The delayed monsoon led to the accumulation of water in the potholes and other depressions and gave an extended opportunity to mosquitoes to multiply their numbers. (Credit: The Indian Express)

The state of Punjab has been recording a large number of cases of Dengue this year and so far the state has crossed the unprecedented number of close to 14000 cases of the fatal disease this year. According to an Indian Express report the sudden jump in the cases of Dengue in the state took place from the third week of September and within the last month as cases shot from a couple of thousand to a total of 13,849 cases as on October 26.
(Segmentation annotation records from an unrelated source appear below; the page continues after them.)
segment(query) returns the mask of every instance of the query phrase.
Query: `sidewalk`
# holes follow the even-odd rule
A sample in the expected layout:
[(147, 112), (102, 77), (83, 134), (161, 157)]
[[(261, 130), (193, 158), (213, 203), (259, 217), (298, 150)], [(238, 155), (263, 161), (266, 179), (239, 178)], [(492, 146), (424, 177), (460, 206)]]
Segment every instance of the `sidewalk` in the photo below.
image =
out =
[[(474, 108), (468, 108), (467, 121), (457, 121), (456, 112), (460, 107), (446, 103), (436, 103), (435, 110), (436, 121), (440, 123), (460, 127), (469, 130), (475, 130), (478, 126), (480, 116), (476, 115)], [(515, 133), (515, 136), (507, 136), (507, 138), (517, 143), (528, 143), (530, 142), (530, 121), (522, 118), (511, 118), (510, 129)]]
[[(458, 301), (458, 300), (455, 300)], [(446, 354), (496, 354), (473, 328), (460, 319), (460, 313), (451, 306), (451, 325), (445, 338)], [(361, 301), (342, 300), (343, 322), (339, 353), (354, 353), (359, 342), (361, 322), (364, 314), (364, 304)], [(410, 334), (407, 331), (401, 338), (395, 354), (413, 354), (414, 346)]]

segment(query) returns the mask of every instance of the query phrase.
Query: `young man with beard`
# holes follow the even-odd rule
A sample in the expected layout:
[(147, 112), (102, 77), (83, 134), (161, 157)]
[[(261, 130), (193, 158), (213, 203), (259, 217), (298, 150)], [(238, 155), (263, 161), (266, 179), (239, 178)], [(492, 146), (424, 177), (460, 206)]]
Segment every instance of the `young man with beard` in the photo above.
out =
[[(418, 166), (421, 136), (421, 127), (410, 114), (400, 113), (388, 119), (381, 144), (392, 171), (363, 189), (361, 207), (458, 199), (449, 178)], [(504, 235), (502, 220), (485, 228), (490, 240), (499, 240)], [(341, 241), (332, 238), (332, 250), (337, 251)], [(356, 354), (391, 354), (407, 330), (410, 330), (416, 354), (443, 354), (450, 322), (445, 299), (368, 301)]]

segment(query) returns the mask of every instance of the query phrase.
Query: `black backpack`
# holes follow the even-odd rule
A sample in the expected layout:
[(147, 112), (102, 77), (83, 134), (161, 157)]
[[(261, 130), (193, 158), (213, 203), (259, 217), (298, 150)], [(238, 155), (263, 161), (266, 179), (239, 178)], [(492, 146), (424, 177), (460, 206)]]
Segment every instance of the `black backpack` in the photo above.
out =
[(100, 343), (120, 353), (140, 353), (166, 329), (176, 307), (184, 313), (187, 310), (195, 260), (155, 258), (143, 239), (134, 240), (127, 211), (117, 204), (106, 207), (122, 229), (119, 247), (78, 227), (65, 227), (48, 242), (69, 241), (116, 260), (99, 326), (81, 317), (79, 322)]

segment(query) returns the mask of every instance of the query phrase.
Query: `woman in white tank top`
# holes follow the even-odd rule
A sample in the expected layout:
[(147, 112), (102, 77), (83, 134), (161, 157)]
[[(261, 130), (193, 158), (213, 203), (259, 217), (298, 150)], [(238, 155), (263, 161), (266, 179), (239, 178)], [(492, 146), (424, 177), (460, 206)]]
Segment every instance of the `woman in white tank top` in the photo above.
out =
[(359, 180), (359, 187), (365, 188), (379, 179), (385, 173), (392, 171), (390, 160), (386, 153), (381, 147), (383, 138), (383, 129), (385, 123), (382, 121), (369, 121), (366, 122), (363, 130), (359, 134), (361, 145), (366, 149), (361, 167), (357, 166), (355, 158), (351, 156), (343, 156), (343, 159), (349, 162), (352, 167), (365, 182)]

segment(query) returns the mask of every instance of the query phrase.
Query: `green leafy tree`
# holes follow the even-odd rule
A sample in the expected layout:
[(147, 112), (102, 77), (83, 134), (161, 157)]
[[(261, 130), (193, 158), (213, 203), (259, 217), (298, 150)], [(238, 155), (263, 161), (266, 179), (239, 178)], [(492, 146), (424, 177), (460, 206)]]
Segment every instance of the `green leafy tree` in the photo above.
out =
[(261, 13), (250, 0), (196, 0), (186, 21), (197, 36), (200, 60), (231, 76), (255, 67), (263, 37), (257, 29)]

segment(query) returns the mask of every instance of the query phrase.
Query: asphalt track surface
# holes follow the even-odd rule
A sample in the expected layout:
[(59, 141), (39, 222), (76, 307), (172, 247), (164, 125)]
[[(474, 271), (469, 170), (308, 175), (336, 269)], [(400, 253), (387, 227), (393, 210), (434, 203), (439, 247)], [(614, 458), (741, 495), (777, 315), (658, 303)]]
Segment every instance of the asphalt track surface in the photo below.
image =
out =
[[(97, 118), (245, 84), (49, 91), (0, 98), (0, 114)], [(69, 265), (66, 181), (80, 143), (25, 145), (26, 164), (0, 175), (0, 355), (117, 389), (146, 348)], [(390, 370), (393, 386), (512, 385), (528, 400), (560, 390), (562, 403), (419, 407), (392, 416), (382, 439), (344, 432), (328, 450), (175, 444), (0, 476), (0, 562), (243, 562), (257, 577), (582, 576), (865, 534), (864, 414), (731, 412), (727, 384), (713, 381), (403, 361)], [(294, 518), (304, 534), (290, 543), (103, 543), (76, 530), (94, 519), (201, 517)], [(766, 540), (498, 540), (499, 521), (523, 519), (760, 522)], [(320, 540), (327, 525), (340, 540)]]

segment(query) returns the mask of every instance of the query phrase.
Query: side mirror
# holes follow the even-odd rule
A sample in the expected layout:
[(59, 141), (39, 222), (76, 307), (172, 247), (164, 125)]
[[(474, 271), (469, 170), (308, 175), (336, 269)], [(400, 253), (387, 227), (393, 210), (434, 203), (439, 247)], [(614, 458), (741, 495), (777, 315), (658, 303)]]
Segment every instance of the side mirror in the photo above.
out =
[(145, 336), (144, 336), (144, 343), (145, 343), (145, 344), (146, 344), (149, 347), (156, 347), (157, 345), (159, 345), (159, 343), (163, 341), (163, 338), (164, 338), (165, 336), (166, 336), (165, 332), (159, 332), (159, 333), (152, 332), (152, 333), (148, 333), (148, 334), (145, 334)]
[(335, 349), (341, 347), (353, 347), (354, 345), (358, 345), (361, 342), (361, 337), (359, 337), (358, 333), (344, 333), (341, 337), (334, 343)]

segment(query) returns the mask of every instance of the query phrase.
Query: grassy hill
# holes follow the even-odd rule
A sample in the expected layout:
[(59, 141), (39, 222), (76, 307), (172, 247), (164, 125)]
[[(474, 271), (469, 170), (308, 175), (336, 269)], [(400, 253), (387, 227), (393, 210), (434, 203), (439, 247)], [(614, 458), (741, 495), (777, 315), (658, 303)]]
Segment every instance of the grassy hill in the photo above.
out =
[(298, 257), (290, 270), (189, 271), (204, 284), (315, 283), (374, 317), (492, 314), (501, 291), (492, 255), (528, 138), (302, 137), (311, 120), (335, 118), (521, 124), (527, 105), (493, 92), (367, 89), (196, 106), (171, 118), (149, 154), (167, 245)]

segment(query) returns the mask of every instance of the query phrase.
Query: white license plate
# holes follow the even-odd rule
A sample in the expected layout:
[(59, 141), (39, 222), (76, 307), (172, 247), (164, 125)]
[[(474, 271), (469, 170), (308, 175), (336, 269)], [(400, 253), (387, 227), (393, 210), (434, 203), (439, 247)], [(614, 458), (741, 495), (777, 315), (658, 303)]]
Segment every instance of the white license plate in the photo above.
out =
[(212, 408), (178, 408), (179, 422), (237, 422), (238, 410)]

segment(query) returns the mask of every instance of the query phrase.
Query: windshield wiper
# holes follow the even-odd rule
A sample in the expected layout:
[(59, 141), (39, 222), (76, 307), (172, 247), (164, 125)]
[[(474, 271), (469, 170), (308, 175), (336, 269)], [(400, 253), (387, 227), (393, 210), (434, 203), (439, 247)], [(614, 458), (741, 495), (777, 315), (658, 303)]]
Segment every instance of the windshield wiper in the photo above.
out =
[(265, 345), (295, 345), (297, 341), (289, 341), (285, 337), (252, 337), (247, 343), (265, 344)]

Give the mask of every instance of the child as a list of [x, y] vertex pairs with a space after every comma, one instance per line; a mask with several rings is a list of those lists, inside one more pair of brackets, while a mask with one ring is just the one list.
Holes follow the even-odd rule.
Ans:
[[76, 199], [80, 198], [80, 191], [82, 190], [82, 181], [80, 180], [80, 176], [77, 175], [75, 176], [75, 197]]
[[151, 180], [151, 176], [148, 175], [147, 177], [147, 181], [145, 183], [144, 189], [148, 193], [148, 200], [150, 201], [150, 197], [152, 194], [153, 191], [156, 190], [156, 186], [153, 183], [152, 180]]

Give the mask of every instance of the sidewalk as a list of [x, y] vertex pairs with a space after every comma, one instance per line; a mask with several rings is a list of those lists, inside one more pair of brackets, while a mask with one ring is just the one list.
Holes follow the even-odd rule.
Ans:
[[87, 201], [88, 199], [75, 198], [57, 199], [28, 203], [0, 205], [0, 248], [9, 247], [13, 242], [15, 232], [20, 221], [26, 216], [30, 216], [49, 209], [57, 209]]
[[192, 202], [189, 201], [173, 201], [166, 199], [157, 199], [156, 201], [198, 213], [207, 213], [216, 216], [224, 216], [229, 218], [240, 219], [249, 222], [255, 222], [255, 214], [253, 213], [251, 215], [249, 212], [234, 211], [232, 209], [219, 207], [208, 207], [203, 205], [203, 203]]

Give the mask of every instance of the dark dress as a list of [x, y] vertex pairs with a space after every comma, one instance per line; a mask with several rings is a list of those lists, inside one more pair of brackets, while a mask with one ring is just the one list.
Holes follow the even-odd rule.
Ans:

Why are cases of Dengue rising?
Experts have highlighted that the withdrawal of monsoon which usually takes place in September got delayed this year and it could only withdraw by October 9-10. They also said that during the monsoon period, people are substantially cautious of spreading dengue disease but after the withdrawal of monsoon the carelessness creeps in. The delayed monsoon led to the accumulation of water in the potholes and other depressions and gave an extended opportunity to mosquitoes to multiply their numbers.

Health officials have said that they found the dengue larvae in a large amount in vacant plots including in the plastic glasses, coconut shells, cisterns, discarded containers among others. Officials also said that the testing of dengue conducted this year is three times more in comparison to the number of tests conducted last year. Highlighting the fact that the number of testing labs for dengue has also increased from 30 to 39 this year, Dr Gagandeep Grover, Punjab Nodal officer for vector borne diseases told the Indian Express that due to an increase in testing the number of Dengue cases has also increased.

Precedents of large-scale dengue spread during delayed monsoon
It is not the first time that the delayed monsoon has heightened the spread of the fatal disease. The officials said that during the year 2019, on account of the delayed monsoon, the state had recorded a total of about 10400 cases. Dr Grover also said that the state also follows a pattern of increase and subsequent decline in dengue cases in alternate years.

How can the dengue threat be neutralised?
Without people’s active participation in eradicating the disease, it is almost impossible to stop the spread of dengue, said experts. Officials said that the dengue mosquitoes have a breeding timeline of 3-4 weeks and they multiply by about 100 times if their breeding is not checked. The officials said that awareness on the part of people can go a long way in controlling the breeding of the mosquitoes. Officials also said that fogging conducted on a regular basis by local bodies during evening time can also end the menace of dengue mosquitoes.